Edwin Sánchez, 13 de septiembre 2017

Nicaragua se mueve. Y su movimiento es alrededor de los intereses nacionales. No es “normal”. Al menos para el rígido pensamiento conservador que aún cree que el país es un satélite de la élite: su deber es girar para siempre alrededor de ella.

Los índices de la República son tan dinámicos que incomodan a los que se quedaron tiesos en la historia colonial. Exaltado por organismos internacionales el admirable aumento del Producto Interno Bruto, algunos han venido buscando cómo empañar estos logros. Están enfrascados en elaborar cualquier artilugio con tal de negar que el Sandinismo es capaz de dirigir, y con notable éxito, los destinos de la nación.

Detrás de las no muy convincentes “razones” técnicas, lo que subyace es que la “supremacía blanca” quiere dejar sentado que únicamente su Estado de Derecha es la que puede generar una economía superior al 9%. Que solo sus “gentlemen” son los “bonitos” para la portada de la historia.

Al margen de los cuentos de hadas hiperderechosas, Nicaragua es un Estado con una saludable estabilidad tanto social como en el ámbito del mercado, sin incluir la consistente seguridad ciudadana, entre las superiores de América.

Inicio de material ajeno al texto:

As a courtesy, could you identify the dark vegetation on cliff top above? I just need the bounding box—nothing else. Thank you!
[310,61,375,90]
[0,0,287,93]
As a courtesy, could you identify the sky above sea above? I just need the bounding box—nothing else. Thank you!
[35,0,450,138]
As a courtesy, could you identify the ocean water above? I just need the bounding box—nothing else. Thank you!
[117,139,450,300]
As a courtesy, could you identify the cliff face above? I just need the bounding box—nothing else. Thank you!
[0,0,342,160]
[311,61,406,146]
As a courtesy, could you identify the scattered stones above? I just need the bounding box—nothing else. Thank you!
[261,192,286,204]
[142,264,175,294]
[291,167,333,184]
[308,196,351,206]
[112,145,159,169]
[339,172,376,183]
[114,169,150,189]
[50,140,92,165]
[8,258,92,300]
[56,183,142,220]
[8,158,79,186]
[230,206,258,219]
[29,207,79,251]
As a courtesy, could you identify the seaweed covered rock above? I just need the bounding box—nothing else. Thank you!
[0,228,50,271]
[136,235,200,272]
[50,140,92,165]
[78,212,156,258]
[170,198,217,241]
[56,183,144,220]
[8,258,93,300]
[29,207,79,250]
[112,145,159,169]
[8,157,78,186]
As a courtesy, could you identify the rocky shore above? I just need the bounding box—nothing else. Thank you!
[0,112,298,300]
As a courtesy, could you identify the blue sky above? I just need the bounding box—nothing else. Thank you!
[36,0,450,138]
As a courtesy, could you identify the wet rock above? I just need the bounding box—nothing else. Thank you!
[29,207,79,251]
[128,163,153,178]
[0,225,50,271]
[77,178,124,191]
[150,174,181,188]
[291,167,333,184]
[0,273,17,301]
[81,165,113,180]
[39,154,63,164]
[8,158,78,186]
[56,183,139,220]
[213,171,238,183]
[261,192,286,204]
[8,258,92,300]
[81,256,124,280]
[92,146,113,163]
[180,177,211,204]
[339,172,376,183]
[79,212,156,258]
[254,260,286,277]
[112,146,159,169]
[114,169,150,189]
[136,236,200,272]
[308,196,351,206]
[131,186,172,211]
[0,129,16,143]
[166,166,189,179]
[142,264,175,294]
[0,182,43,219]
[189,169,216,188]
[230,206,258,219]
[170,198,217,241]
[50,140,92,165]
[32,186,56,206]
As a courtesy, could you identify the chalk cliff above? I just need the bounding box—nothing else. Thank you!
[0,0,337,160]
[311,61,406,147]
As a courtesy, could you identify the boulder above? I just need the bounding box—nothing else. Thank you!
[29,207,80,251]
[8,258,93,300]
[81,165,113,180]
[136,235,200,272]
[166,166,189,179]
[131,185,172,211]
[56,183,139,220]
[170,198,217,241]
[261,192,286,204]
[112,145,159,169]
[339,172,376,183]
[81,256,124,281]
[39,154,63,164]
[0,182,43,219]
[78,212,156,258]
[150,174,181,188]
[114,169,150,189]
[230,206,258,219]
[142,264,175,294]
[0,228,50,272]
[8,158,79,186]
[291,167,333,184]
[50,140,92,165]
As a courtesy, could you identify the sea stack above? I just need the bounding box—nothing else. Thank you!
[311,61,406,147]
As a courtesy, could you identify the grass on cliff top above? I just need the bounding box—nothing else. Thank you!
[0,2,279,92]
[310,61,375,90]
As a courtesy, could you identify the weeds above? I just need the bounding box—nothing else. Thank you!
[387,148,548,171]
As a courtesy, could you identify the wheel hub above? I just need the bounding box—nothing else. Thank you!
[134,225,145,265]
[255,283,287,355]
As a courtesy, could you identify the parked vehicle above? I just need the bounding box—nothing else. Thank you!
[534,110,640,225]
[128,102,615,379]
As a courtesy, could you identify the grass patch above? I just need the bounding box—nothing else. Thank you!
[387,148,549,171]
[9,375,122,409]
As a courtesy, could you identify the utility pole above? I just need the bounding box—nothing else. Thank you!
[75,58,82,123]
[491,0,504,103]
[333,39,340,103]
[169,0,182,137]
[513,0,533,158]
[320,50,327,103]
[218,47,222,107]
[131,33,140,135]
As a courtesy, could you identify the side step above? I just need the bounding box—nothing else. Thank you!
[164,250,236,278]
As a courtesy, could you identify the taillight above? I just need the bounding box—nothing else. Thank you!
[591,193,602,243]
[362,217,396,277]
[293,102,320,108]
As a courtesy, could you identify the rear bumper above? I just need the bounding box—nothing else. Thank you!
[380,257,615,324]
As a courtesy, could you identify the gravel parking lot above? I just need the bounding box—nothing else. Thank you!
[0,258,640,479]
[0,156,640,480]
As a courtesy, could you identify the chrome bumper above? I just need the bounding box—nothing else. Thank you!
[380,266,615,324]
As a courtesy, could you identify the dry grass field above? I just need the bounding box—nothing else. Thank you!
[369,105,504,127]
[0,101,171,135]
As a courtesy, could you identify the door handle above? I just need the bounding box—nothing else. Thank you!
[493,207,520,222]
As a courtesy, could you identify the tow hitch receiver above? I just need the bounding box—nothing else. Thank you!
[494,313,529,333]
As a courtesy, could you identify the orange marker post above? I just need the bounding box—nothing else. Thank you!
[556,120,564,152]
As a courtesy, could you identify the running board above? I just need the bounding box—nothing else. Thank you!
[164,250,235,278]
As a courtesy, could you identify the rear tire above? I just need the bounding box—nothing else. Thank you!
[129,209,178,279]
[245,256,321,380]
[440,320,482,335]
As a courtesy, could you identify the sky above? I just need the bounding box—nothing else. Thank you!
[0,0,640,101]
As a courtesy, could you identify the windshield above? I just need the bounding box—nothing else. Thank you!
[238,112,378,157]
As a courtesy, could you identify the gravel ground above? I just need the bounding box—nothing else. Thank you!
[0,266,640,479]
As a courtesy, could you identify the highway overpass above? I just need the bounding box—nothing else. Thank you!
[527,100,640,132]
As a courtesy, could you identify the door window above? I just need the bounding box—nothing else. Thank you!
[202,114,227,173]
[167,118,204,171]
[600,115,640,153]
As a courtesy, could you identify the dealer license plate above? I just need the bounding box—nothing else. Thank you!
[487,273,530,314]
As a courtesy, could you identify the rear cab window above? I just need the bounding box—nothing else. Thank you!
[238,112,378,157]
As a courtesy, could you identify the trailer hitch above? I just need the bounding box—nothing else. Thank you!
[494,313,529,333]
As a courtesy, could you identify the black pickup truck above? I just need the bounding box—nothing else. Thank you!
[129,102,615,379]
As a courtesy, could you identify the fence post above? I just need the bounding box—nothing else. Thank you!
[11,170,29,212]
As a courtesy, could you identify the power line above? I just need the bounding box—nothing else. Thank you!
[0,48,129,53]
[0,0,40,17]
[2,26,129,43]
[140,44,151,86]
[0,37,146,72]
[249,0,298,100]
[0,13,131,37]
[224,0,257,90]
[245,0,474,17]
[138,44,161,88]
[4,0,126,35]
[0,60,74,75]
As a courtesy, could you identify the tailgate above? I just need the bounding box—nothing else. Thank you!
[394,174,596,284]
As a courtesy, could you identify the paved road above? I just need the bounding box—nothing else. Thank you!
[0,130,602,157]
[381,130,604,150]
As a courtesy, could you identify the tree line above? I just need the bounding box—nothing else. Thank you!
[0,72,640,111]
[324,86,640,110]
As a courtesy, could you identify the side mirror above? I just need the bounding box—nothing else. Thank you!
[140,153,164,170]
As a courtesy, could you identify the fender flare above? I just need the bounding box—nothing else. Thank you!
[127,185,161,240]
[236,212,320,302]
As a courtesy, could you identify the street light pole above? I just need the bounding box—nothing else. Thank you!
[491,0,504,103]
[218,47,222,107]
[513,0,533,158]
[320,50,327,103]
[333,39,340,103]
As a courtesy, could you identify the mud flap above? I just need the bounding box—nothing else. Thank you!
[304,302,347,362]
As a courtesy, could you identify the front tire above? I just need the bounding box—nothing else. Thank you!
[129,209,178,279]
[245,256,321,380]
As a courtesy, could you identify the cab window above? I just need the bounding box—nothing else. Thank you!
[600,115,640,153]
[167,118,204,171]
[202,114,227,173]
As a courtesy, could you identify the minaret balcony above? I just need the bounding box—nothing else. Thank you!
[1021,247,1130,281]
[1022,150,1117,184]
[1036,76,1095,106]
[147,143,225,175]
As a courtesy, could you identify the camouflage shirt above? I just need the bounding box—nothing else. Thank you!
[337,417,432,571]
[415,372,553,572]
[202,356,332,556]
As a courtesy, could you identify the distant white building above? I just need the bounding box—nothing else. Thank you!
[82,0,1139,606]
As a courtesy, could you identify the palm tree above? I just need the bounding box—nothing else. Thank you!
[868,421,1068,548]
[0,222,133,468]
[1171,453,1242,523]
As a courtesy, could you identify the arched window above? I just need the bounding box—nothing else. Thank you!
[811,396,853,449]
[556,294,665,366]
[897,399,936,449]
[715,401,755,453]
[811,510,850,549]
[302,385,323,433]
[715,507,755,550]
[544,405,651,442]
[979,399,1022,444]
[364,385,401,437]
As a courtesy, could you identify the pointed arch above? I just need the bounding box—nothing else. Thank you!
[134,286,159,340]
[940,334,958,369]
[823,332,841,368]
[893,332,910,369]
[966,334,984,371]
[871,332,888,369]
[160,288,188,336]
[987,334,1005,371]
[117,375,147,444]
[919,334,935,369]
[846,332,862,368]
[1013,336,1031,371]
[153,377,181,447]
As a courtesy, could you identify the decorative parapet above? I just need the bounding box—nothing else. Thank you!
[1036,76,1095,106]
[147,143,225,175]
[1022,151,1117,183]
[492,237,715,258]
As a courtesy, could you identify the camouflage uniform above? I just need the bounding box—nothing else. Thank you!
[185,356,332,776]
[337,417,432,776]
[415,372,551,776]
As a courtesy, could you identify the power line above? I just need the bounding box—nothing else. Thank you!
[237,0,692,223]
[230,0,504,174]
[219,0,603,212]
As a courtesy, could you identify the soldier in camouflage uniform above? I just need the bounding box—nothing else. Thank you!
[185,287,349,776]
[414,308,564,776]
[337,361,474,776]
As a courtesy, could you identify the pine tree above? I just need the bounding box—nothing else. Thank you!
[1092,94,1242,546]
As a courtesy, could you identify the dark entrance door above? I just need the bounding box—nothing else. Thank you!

Como no fueron sus gobernantes y técnicos los que subieron por estos peldaños inéditos sino el Frente Sandinista, entonces debe ser ensombrecido, criticado, menospreciado.

El relato conservador, expuesto con vehemencia fanática durante las campañas presidenciales de 1990 a 2006,  se trocó posteriormente en una rabiosa hostilidad hacia los programas socioeconómicos dirigido a los pobres, los procesos electorales, y ahora, con énfasis de amargura, en la economía. Esta, según los “Bolaños-boys (BB)”, debe crecer a un ritmo de califato petrolero-Silicon Valley-auge algodonero años 60-industria armamentista-Mitch. ¿Un huracán?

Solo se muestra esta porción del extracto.